Re: Comments on HTTP draft [of 23 Nov 1994] from Roy T. Fielding on 1994-11-30 (ietf-http-wg@w3.org from October to December 1994)

From: Roy T. Fielding <fielding@avron.ICS.UCI.EDU>
Date: Wed, 30 Nov 1994 04:43:07 -0800
To: Mike Cowlishaw <mfc@vnet.ibm.com>
Cc: http-wg%cuckoo.hpl.hp.com@hplb.hpl.hp.com
Message-Id: <9411300443.aa27136@paris.ics.uci.edu>
> I was very pleased to see the new HTTP draft; it's a major improvement
> on previous versions!  Here are some comments on the new draft which I
> hope will be useful.

Thanks, these comments are definitely useful.  Unfortunately, they refer
to the pre-Internet-Draft version, so I'll try to point out any differences
in the section numbering to avoid confusion.

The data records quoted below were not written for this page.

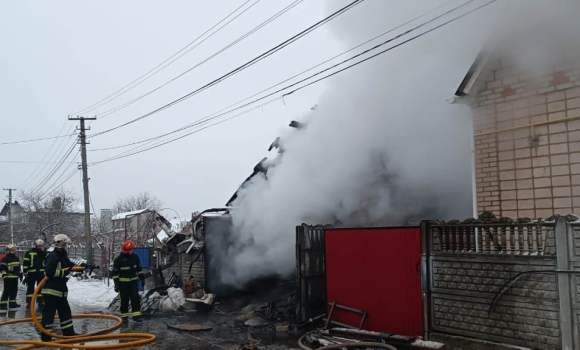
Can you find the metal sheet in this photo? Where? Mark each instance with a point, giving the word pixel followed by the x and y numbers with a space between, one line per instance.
pixel 377 270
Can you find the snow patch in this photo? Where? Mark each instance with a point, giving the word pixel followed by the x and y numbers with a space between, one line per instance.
pixel 123 215
pixel 93 293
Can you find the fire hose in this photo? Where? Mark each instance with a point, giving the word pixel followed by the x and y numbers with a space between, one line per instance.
pixel 345 345
pixel 74 342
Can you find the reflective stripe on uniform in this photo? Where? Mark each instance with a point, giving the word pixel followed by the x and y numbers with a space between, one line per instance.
pixel 122 279
pixel 53 292
pixel 66 324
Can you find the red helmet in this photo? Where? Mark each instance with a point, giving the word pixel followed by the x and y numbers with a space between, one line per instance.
pixel 128 245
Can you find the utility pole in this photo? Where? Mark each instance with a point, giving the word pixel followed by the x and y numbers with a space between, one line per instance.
pixel 10 213
pixel 83 142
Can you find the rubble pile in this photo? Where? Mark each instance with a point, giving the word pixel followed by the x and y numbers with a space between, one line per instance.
pixel 348 338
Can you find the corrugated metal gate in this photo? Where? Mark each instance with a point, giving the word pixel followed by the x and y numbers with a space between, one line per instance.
pixel 377 270
pixel 143 254
pixel 310 272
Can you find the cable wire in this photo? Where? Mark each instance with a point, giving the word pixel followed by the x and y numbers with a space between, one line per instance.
pixel 53 157
pixel 127 153
pixel 238 40
pixel 125 89
pixel 240 68
pixel 286 80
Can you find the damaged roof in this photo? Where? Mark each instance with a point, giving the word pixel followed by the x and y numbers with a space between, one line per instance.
pixel 129 213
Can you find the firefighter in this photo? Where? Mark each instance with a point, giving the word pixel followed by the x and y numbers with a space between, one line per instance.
pixel 126 272
pixel 33 266
pixel 55 290
pixel 11 272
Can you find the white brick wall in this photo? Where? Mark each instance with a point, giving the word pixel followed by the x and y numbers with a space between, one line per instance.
pixel 514 176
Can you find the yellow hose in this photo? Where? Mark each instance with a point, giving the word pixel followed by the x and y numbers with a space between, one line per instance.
pixel 72 342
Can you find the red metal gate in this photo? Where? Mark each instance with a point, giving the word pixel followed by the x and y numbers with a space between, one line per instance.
pixel 377 270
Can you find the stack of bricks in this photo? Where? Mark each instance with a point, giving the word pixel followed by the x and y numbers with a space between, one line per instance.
pixel 533 171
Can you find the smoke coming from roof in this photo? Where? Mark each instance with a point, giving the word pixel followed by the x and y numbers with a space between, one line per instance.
pixel 382 147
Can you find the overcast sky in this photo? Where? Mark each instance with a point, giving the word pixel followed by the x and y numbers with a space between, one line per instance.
pixel 59 57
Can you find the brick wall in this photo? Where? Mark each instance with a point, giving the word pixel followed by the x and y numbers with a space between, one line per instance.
pixel 530 171
pixel 463 290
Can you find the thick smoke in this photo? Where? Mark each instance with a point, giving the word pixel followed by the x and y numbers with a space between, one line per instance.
pixel 381 148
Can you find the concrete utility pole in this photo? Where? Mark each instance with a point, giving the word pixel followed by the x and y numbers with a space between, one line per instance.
pixel 10 213
pixel 83 142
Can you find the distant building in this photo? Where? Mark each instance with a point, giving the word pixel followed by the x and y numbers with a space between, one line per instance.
pixel 139 225
pixel 526 125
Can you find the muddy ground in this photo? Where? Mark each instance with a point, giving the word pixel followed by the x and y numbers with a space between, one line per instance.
pixel 226 319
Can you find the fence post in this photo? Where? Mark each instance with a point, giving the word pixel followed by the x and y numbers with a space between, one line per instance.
pixel 564 285
pixel 425 274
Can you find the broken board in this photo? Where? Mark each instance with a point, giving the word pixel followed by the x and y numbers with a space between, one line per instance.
pixel 190 327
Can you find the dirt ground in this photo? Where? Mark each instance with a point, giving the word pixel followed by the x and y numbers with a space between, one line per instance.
pixel 228 329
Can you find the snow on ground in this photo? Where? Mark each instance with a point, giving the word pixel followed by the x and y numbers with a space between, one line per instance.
pixel 91 293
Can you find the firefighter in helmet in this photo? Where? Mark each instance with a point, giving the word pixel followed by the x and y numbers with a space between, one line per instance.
pixel 33 266
pixel 55 290
pixel 11 272
pixel 126 273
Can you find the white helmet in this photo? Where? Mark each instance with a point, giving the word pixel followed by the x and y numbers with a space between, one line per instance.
pixel 59 240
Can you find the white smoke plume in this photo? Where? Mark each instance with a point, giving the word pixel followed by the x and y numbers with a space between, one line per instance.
pixel 382 146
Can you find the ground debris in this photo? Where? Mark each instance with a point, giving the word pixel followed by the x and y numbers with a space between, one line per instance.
pixel 190 327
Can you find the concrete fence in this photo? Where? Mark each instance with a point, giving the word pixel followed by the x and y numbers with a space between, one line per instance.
pixel 506 281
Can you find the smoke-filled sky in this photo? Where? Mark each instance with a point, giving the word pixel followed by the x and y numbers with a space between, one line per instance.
pixel 382 147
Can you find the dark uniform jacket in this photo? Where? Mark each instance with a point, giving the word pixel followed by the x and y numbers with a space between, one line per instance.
pixel 34 260
pixel 10 266
pixel 127 268
pixel 55 263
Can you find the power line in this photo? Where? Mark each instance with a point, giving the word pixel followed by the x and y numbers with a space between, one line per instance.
pixel 33 140
pixel 206 119
pixel 53 156
pixel 242 67
pixel 126 154
pixel 232 44
pixel 44 157
pixel 54 170
pixel 125 88
pixel 55 188
pixel 26 162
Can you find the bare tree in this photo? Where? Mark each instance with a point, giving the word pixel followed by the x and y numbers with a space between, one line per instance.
pixel 143 200
pixel 49 215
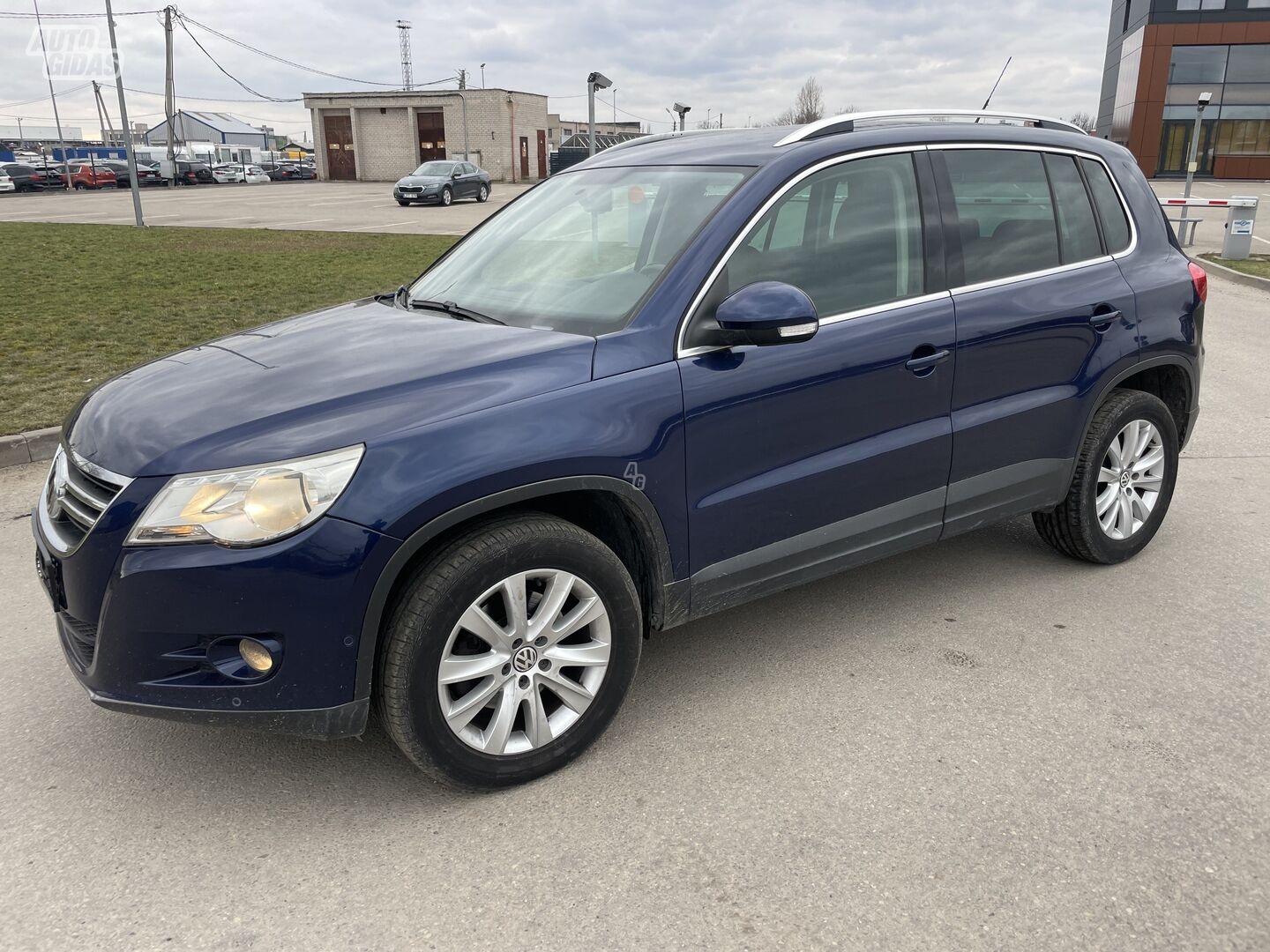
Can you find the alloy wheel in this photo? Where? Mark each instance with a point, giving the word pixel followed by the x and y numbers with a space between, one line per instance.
pixel 1129 479
pixel 525 661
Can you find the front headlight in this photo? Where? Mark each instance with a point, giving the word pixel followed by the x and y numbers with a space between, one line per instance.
pixel 247 507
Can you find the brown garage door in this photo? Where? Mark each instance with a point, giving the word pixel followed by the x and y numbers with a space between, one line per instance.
pixel 340 160
pixel 432 136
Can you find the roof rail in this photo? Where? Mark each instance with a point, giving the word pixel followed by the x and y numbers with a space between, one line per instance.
pixel 658 138
pixel 834 124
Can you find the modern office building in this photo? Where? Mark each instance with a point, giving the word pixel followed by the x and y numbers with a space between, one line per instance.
pixel 1161 56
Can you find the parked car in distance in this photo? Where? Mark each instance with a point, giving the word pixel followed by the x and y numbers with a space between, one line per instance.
pixel 691 371
pixel 280 172
pixel 146 175
pixel 228 175
pixel 92 175
pixel 26 178
pixel 193 173
pixel 442 182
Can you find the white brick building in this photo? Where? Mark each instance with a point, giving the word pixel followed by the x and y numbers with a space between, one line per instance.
pixel 383 136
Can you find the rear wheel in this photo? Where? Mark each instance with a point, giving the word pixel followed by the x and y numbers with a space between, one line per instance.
pixel 1123 484
pixel 510 651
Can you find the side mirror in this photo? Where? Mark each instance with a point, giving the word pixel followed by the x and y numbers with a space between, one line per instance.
pixel 766 312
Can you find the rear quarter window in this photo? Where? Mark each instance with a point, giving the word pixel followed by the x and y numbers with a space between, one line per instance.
pixel 1116 225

> I am writing these from the perspective of an implementer of software
> for a reasonably general-purpose HTTP server, so I am especially looking
> for a definition of the HTTP which
> 
>  a) allows a server to be implemented using the definition (and
>     referenced documents) and specifically without reference to specific
>     clients or other implementations

That's the ideal case, yes, but there is still no substitute for
experimentation.  In fact, I was tempted to put in a section on "how to
experiment with the protocol", but had no time for that.  Maybe I should
write a book. ;-)

>  b) makes it absolutely clear what is required for a server to be stated
>     as conforming to the definition.

Yes.  Unfortunately (or fortunately, depending on how you look at it),
almost all of the protocol is optional, and thus all the strict conformance
areas must be surrounded by lots of IFs, HOWEVERs, and UNLESSes.
But, getting it right is still the goal.

> Most of these comments therefore seek clarification in these two areas.
> 
> I'm sorry I won't be able to attend the IETF meeting next week--a
> long-standing commitment has me on the wrong coast of the USA.
> 
> Mike Cowlishaw
> IBM Fellow, IBM UK Laboratories, Winchester, UK
> 
> - - - - - - - - -
> 
> 2.1 The '#' rule implies that no whitespace is allowed after (or before)
>     the commas in a list.  Is this correct?  For example, in the example
>     in 7.1 there is a space after each comma (which certainly aids
>     readability).

One major problem with the augmented BNF used by RFC822 (and MIME)
is that it allows any amount of linear white space between tokens,
but never specifies that in the rule definitions (it is treated as
a general assumption for all rules).  I can understand why -- it is
much easier to read the rules without the extra clutter -- but it runs
against my desire for formality.

What do people think?  Define a new rule, e.g.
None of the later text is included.